Common failure modes

Selection checklist

If your workload needs:
    highest recall with enough RAM -> HNSW is often a strong default
    lower memory footprint at larger scale -> consider IVF/PQ variants
    strict tenant isolation -> prioritize namespaces, ACLs, and filter performance
    frequent writes -> verify upsert cost and freshness guarantees
    low-ops deployment -> managed/serverless offerings may matter more than raw ANN speed

Exam framing: Vector databases are best understood as ANN search systems plus database operations.
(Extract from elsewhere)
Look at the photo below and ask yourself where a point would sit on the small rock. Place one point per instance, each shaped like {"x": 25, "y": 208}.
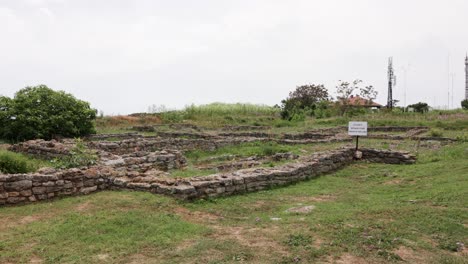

The important trade-off is not just speed versus quality, but speed versus quality versus memory versus operational complexity.

To-do list

Learn

  • Understand the difference between a vector index and a full vector database.
  • Learn when cosine similarity, dot product, and L2 distance are appropriate.
  • Study HNSW, IVF, and PQ at the intuition level and know their main trade-offs.
  • Learn why filtering, durability, replication, and freshness matter in production.

Practice

  • Load a small collection into a local vector database and test multiple similarity metrics.
  • Benchmark exact search against ANN search on a sampled evaluation set.
  • Measure the effect of metadata filters on latency and returned candidates.
  • Compare memory usage for an HNSW-style setup versus a compressed index setup.

Build

  • Build a similarity search service with CRUD support for vector records.
  • Add namespaces or tenant IDs and verify isolation in queries.
  • Create a benchmark script that tracks recall@k and p95 latency together.
  • Design a schema for metadata filters that would hold up under production growth.